4721 sayılı Türk Medeni Kanunu (“TMK”) 193. maddede “Kanunda aksine hüküm bulunmadıkça, eşlerden her biri diğer ve üçüncü kişilerle her türlü hukuki işlemi yapabilir.” denmektedir. Buna göre eşlerin diğer ve üçüncü kişilerle yaptıkları hukuki işlemlerde işlem serbestisi ve eşitlik prensibi benimsenmiş olup bu durumun evlilik birliğinin korunmasına yönelik birtakım istisnaları mevcuttur. Söz konusu istisnalardan biri de TMK’da yer alan “Tasarruf yetkisinin sınırlanması” başlıklı 199. maddede belirtilen “Ailenin ekonomik varlığının korunması veya evlilik birliğinden doğan malî bir yükümlülüğün yerine getirilmesi gerektirdiği ölçüde, eşlerden birinin istemi üzerine hâkim, belirleyeceği malvarlığı değerleriyle ilgili tasarrufların ancak onun rızasıyla yapılabileceğine karar verebilir. Hâkim bu durumda gerekli önlemleri alır. Hâkim, eşlerden birinin taşınmaz üzerinde tasarruf yetkisini kaldırırsa, re’sen durumun tapu kütüğüne şerhedilmesine karar verir.” hükmü olup yasanın lafzından anlaşıldığı üzere eşlerden birinin talebi ile diğer eşin hukuki işlemlerine yönelik mahkeme kararıyla sınırlama getirilebilecektir. Bu durumda işlemleri kısıtlanan eş ilgili tasarruflarını yalnızca kısıtlama talebinde bulunan eşin rızasıyla gerçekleştirebilecektir.

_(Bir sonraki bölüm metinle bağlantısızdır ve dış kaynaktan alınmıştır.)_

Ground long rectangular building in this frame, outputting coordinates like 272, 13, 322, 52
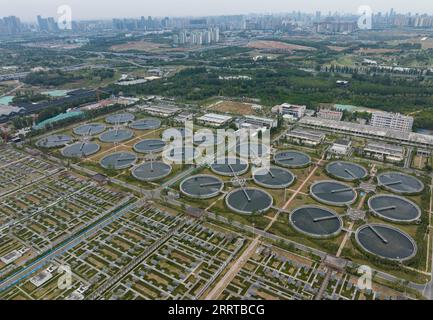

Kanun koyucu söz konusu madde kapsamında ailenin ekonomik varlığının korunması yahut evlilik birliğinden doğan mali bir yükümlülüğünün yerine getirilmesinin sağlanmasını amaçlamıştır. Eşin malvarlığında hızla ve açıklanamayan şekilde azalma, evlilik birliği sürerken eşlerden birinin bir başkasıyla ilişki kurması ve malvarlığının söz konusu üçüncü kişi yararına kullanılması tehlikesi, eşin bir taşınmazını piyasa bedelinden düşük bir fiyata satacağı konusunda üçüncü kişilerle anlaşma yapması ve sair hallerde yasa ailenin ekonomik geleceğini korumak amacıyla yukarıda bahsettiğimiz şekilde eylemlerde bulunan eşin tasarruf işlemlerinin geçerliliğinin diğer eşin rızasına bağlanabilmesine olanak tanımıştır. Eşin diğer eşe zarar verme amacı gütmesi, tazminat yahut nafaka gibi yükümlülüklerini yerine getirmemek için birtakım muvazaalı işlemlerde bulunması durumunda da kanun koyucu diğer eşin tehlike altında kalmaması gayesiyle söz konusu yasa gereğince eşin tasarruf işlemlerinin diğer eşin rızasına bağlanmasına müsade etmiştir.
Yukarıda bahsettiğimiz tasarruf işlemlerinin kısıtlanması hali yasanın lafzında açık olduğu üzere yalnızca eşlerden birinin talebi ile mümkün olacaktır. Bu sebeple evlilik birliği içerisindeki malları ve ekonomik varlığı tehlikeye düşen eşin mahkemeden diğer eşin tasarruf işlemlerinin kısıtlanarak kendi rızasına ve iznine bağlanmasını talep etmesi gerekmektedir.
“…Ailenin ekonomik varlığının korunması veya evlilik birliğinden doğan mali bir yükümlülüğün yerine getirilmesi gerektiği ölçüde, eşlerden birinin istemi üzerine hakim belirleyeceği malvarlığı değerleriyle ilgili tasarrufların ancak onun rızası ile yapılabileceğine karar verebilir. Hakim, bu durumda gerekli önlemleri alır. Hakim, eşlerden birinin taşınmaz üzerine tasarruf yetkisini kaldırırsa, resen durumun tapu kütüğüne şerh edilmesine karar verir. (TMK m. 199)…” Yargıtay 30.05.2005 T., 2005/5875E., 2005/8355 K.